Opvallend genoeg werd de samenwerking minder intensief na het publiceren van het Programmaboek. De partijen die betrokken waren bij het opstellen van het programma zoals ProRail, de provincies en natuurorganisaties bemoeiden zich in de beginjaren van het programma niet met de uitvoering. Ze hadden een tamelijk afwachtende houding en ze waren van mening dat RWS het voortouw zou moeten nemen omdat de projecten uit overheidsgelden gefinancierd werden.

Vanwege dit probleem werd er een adviesbureau ingeschakeld. Specialisten van het adviesbureau gingen RWS helpen om de samenwerking op te bouwen zodat het beleid daadwerkelijk uitgevoerd kon gaan worden. Het echte kantelmoment waardoor de samenwerking echt vorm kreeg kwam door de realisatie van negen ecoducten. Een batch van negen ecoducten werd in 2008 tegelijkertijd op de markt gezet. Om dit voor elkaar te krijgen was er intensieve samenwerking nodig met andere partijen zoals ProRail.
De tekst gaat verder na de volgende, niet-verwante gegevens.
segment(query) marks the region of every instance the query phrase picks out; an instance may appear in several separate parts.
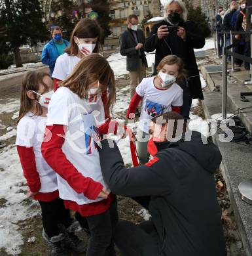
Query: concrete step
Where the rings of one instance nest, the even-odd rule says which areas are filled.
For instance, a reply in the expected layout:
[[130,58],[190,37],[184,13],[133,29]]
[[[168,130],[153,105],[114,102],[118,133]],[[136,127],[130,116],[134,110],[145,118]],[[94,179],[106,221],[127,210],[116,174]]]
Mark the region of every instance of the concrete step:
[[[204,72],[202,74],[204,75]],[[211,91],[213,85],[219,85],[221,91],[205,91],[203,105],[207,118],[213,114],[221,113],[222,109],[221,83],[222,74],[204,75]],[[228,77],[227,112],[230,113],[237,108],[252,106],[251,102],[243,102],[240,100],[241,91],[251,90],[237,79],[234,83],[232,77]],[[249,98],[249,97],[248,97]],[[252,111],[251,108],[247,110]],[[242,110],[241,110],[242,111]],[[239,115],[247,129],[252,131],[252,114],[244,113]],[[246,255],[252,255],[252,205],[242,200],[238,187],[242,181],[252,178],[252,146],[245,144],[221,142],[219,134],[213,136],[215,143],[219,146],[223,156],[221,169],[225,179],[236,221],[241,235]]]

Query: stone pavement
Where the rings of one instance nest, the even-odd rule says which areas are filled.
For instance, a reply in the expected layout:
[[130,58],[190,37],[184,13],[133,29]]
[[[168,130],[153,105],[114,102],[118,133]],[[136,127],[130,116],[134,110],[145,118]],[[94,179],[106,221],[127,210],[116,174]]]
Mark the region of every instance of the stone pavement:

De Directeuren van de Rijkswaterstaat, ProRail en natuurorganisaties raakten nauw betrokken bij de ontwikkeling van de negen ecoducten. Doordat ontsnipperende maatregelen vanaf dat moment ook support kregen vanuit het management van de organisaties werd de samenwerking een stuk intensiever. Een andere factor die bijdraagt aan het succes van het MJPO is geld. Omdat RWS en ProRail als uitvoerders alle projecten financierden waren ook andere organisaties zoals de provincies, gemeentes, waterschappen en natuurbeheerders bereid om mee te investeren in de ontsnippering van de lokale en regionale infrastructuur.

Geld genereert geld. - Voormalig programma coördinator MJPO

Een aantal deelnemers aan de focusgroepdiscussie vinden dat de samenwerking met de provincies nog verder geoptimaliseerd kan worden. Intrinsieke motivatie, kennis en kunde op het gebied van ontsnippering zijn hierbij belangrijke thema’s. Tot slot, ondanks dat de samenwerking tussen Rijkswaterstaat en ProRail over het algemeen goed verloopt blijft het soms lastig voor het MJPO-coördinatiepunt om één gezicht uit te dragen. Op operationeel niveau weten de twee partijen elkaar goed te vinden maar de financiële stromen en de communicatielijnen zijn nogal verschillend.

2.

De tweede stelling gaat verder in op het beheer en onderhoud. Uit de interviews met de personen die betrokken waren bij de projecten Laarderhoogt en Maanschoten is duidelijk

geworden dat er nog problemen zijn om het beheer en onderhoud te betrekken bij de ontwikkeling van de projecten. Een goed voorbeeld is bijvoorbeeld de verkeerde keuze die door ProRail is gemaakt voor de grondsoort van de Natuurbrug Maanschoten. (zie hoofdstuk 5, blz x) De boswachters die het gebied beheren en kennis van de grondsoorten hebben waren tijdens de ontwikkelfase niet betrokken bij het kiezen van de grondsoort. De tweede stelling luidt als volgt:

Beheer en onderhoud worden nog onvoldoende betrokken bij de ontwikkeling van faunavoorzieningen.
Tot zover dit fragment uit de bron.